中華人民共和国

日中首脳会談

平成27年4月23日

 バンドン会議60周年行事出席のためにインドネシア・ジャカルタを訪問中の安倍総理は,4月22日(水曜日)17時(日本時間19時)頃から約25分間,習近平(しゅう・きんぺい)中国国家主席との間で日中首脳会談を行ったところ,概要は以下のとおり(日本側同席者:加藤官房副長官,長谷川総理補佐官,杉山外務審議官,伊原亜洋局長,山崎財務官他,中国側同席者:楊潔チ国務委員,王毅外交部長,丁薛祥・習近平主席弁公室主任,劉振民外交部副部長他)。

1 冒頭,習近平主席より,本日,バンドン会議60周年記念行事に共に参加する機会を利用して,安倍総理とお目にかかることになった,北京APECでの日中首脳会談は重要な意義を有するものであり,その後,両国の政府と国民の努力により,日中関係には一定の改善が見られている旨述べた。

2 これに対し,安倍総理より,習主席と再会できて嬉しい,北京での首脳会談以降,日中関係が改善しつつあることを評価したい,日中関係の発展は,両国国民の利益であり,また,「戦略的互恵関係」の推進によって地域と世界の安定と繁栄に貢献していくことは,我々の責務である,今後,青少年交流を含め,様々なレベルの対話と交流を深め,日中関係をさらに発展させるために,共に努力を重ねていきたい旨述べた。

3 続いて習近平主席より,日中関係のさらなる関係改善のために中国側が重要と考える点について説明があった。この中で歴史認識についての中国側の立場や「一帯一路」,AIIBについても言及があった。

4 これに対する安倍総理からの発言は,概要以下のとおり。

(1)北京APECの成功を祝福する。前回の首脳会談後,日中関係に様々な面で改善が見られることを改めて評価する。

(2)国民の間の相互理解こそが良好な日中関係の基礎。最近は多くの中国人が訪日しているが,青少年交流を始め,国民各層の対話・交流をさらに進めたい。

(3)一方,東シナ海では緊張状態が継続している。東シナ海を「平和・協力・友好の海」としていくことは,両国の共通の目標かつ利益。この点を改めて習主席と確認したい。防衛当局間の海空連絡メカニズムについて,早期に運用を開始したい。「2008年6月の合意」の実施に向けた協議を加速させたい。

(4)安全保障分野の対話も重要であり,約4年ぶりに日中安保対話が開催できたことを評価する。この分野の対話をさらに推進し,地域と国際社会の平和と安定にともに貢献していきたい。
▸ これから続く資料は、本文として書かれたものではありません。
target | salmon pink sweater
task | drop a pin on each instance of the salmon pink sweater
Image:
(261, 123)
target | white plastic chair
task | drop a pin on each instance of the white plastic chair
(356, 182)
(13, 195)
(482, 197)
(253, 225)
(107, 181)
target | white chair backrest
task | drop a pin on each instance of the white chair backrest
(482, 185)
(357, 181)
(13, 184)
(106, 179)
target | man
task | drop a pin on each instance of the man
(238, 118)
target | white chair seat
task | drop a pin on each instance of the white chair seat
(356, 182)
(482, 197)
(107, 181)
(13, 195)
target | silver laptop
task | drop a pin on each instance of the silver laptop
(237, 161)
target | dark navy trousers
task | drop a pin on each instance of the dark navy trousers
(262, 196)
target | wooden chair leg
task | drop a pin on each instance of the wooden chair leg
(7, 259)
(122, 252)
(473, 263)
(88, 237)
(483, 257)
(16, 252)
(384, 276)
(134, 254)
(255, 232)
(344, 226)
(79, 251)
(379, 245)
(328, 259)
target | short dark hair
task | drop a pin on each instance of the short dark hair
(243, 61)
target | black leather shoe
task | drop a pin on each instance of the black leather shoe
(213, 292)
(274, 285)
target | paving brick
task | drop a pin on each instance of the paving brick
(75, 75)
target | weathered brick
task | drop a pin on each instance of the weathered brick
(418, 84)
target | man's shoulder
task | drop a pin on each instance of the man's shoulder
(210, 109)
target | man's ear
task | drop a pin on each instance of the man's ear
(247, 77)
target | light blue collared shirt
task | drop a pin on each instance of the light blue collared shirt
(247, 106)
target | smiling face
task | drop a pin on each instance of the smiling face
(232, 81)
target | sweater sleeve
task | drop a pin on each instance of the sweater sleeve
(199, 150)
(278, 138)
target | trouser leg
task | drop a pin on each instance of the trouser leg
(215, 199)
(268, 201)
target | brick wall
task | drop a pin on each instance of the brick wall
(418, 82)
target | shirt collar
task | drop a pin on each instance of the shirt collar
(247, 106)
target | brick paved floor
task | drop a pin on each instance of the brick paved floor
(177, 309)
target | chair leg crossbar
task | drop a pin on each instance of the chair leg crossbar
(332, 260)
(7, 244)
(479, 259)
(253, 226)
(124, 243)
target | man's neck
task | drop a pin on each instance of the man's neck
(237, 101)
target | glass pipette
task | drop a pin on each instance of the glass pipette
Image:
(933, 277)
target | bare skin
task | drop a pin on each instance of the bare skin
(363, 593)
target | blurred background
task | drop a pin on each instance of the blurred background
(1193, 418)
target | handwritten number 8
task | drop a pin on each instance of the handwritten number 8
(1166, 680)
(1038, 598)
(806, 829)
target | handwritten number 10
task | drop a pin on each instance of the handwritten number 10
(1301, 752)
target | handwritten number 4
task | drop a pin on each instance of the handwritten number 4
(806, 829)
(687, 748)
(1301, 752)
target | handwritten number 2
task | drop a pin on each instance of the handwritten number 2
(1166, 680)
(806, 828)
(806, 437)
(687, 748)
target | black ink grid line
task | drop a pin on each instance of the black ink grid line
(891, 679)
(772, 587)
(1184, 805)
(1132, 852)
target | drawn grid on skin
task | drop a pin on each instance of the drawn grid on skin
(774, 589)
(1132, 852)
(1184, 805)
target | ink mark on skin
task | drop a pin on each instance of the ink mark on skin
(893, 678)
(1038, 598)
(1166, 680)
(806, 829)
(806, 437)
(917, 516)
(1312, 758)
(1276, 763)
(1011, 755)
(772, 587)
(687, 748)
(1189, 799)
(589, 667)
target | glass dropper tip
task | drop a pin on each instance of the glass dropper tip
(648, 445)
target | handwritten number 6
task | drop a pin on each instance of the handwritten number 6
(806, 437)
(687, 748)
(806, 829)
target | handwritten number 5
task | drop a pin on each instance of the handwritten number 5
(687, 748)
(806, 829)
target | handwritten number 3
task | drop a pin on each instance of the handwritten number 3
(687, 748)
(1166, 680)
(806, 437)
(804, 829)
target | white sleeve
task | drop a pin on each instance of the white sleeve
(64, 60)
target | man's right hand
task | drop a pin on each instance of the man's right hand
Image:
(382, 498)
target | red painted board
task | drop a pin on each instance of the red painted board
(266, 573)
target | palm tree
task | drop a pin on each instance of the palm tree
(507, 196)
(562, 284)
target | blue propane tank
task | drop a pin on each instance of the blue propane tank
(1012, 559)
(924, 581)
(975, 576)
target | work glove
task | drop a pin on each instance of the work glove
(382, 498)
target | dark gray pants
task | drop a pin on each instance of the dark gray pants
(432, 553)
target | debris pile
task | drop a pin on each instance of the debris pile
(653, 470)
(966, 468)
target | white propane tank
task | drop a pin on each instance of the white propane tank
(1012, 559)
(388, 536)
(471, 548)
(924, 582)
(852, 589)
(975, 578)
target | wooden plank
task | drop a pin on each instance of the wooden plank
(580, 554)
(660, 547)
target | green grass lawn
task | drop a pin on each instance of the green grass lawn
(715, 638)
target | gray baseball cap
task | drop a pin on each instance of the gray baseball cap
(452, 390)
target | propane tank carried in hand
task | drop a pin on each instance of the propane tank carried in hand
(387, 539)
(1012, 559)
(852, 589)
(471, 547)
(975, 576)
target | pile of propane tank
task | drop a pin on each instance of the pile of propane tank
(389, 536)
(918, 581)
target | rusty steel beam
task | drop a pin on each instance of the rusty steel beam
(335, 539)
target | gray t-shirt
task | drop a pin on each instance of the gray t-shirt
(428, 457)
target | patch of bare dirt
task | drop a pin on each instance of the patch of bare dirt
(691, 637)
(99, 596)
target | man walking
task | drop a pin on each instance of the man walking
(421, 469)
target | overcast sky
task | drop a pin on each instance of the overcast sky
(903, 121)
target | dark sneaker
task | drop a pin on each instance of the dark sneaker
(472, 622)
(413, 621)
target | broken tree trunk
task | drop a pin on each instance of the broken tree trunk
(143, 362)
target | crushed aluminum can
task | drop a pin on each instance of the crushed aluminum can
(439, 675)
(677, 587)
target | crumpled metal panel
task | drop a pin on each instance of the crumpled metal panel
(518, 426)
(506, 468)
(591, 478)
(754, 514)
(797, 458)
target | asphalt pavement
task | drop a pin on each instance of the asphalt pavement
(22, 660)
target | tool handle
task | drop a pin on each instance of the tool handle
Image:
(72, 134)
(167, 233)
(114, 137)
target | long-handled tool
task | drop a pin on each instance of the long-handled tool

(5)歴史に関しては,安倍内閣として,村山談話,小泉談話を含む歴代内閣の認識を全体として引き継いでおり,このことは何度も表明している。本日のバンドン会議記念行事におけるスピーチでも述べたとおり,日本は,先の大戦の深い反省の上に平和国家として歩んできた。この歩みは今後も変わらない。

(6)AIIBについては,アジア地域に高いインフラ需要があるとの認識は共有するが,公正なガバナンスの確保や借入国の債務持続可能性といった点について,中国側から明確に説明してほしい。「一帯一路」については,今後どのように具体化されるか注目している。

(7)今回,スカルノ大統領と周恩来総理のリーダーシップで実現したバンドン会議の記念会議においてこうして習主席と会い,有意義な対話ができた。今後もこうした機会があれば,なるべくお会いして話し合いたい。習主席とともに日中関係を発展させていきたい。